I know I was trying for the whole write-a-post-once-a-week thing. But that obviously failed.
New March goal: blog more.
Okay. Glad I got that out of my system.
Anyway, like I mentioned in my last post, I went to Denver to visit some friends. I was a little nervous about running there. I have lived at sea level for my entire life so traveling to 6000 feet is always an interesting experience. When I visited last year (during one of my many breaks from running), I couldn't even get through a single mile. Completely pathetic.
So I went into this run with only a mileage goal in mind and ZERO expectations about pace, how I would feel, whether or not I would pass out and scrape my face on the treadmill belt, etc.
There is a gym in the apartment complex where I stayed, and what should have been a 2 minute walk took literally 10 minutes. It was basically a blizzard outside. (or at least that's what it was in my Californian mind) I was almost up to my knees in powder and there were crazy gusts of wind coming right at me. I can't breathe when wind is blowing on my face (apparently babies will hold their breathe when air is blown on their faces - I guess I never grew out of that?), so I pretty much had to walk backwards the entire way. I couldn't find the sidewalk and almost killed myself on some curbs, so I decided to walk in the street. Talk about a really easy way to get hit by a car. But I survived. I guess natural selection doesn't always work.
My view while running. This was the shallow end of the snow.
When I started running, I had decided to run 1 mile and take a 0.25 mile walk break, and repeat that until I finished my miles. When I got close to 1 mile, I realized that I actually felt really good (compared to how I felt last time I attempted to run in the Land of No Oxygen). So I decided to go a little bit further until I didn't feel quite as good. Straying from my original plan is fairly contrary to how I normally operate, but I decided to go with the flow.

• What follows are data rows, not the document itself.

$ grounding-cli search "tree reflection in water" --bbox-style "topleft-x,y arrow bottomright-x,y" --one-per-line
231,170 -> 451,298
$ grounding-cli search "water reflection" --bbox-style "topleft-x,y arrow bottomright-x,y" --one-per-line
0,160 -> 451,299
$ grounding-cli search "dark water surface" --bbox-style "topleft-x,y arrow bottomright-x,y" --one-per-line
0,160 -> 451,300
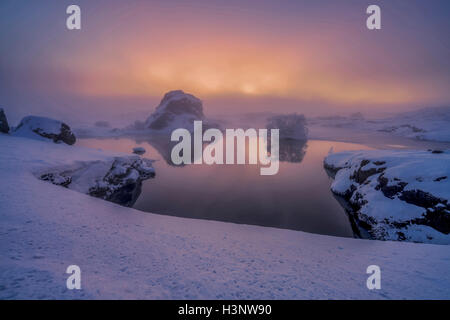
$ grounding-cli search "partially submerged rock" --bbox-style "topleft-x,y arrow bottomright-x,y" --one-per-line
37,156 -> 155,207
145,90 -> 204,130
14,116 -> 76,145
0,108 -> 9,133
324,150 -> 450,244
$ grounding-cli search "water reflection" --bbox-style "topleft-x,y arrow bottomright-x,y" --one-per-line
135,135 -> 307,167
77,136 -> 367,237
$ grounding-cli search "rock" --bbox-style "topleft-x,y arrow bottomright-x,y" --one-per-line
37,156 -> 155,207
146,90 -> 204,130
13,116 -> 76,145
0,108 -> 9,133
324,150 -> 450,244
133,147 -> 146,155
266,113 -> 308,140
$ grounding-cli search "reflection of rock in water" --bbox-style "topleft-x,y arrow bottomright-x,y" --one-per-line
280,139 -> 307,163
136,134 -> 202,167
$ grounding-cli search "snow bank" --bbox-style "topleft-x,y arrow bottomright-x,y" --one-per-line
13,116 -> 76,145
0,135 -> 450,299
36,156 -> 155,207
325,150 -> 450,244
0,108 -> 9,133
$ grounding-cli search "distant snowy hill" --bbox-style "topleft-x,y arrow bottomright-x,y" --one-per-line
0,135 -> 450,299
325,150 -> 450,244
308,107 -> 450,142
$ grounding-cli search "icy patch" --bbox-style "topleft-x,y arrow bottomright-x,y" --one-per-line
13,116 -> 76,145
324,150 -> 450,244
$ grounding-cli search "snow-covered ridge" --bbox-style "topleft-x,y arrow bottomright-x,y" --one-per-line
324,150 -> 450,244
35,156 -> 155,206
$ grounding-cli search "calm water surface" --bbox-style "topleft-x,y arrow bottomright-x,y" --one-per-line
77,138 -> 384,237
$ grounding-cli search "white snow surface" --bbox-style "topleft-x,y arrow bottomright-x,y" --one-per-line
13,116 -> 62,140
0,136 -> 450,299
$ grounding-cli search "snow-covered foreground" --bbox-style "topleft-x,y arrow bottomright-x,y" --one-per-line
0,135 -> 450,299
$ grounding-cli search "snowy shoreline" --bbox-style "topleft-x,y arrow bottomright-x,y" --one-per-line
0,135 -> 450,299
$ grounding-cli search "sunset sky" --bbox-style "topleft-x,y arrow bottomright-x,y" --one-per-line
0,0 -> 450,122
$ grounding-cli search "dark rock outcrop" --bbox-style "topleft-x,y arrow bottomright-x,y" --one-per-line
37,156 -> 155,207
14,116 -> 76,145
324,151 -> 450,244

On the next run, I decided to keep up the pattern from the first run. But by the time I got to the point where I took a walk break on the previous run, I realized that I was still feeling all right - so why not keep going? It was scary and exhilarating, but since I decided that I didn't have a good reason to stop, I didn't stop. And then on the next run, I pushed a little farther. And on the next one, I pushed a little farther. I may have pretended that I was Shalane Flanagan running a marathon...but you gotta do what you gotta do to get through it, right?? I can't be the only one who does this. It helped me destroy the (boring) treadmill runs and I walked away feeling like a badass.
Anyway, so this post is about the little voice in your head that says you can do it. It's the little voice that says, "Why not?" And it's the little voice that is probably a heck of a lot quieter than the loud, obnoxious part of your brain that tells you to play it safe, to stop when it hurts, and to be comfortable. Sometimes you just need to listen to the little voice that tells you to keep going. Sometimes we get so wrapped up in our own heads and we don't stop to look at the situation as it really is. I think sometimes, and this applies to more than just running, we need to take a step back and look at our reality, instead of our perceptions, and make decisions based on the current situation and not what we think or want it to be.
Do you live where it snows? (Pretty much anywhere that isn't California or Florida...)
What do you do to beat boredom on the 'mill? I stare at one spot in front of me and focus on my music, my posture, and my breathing. I really wish I could watch TV on the treadmill, but for some reason I just can't focus on the TV and run at the same time.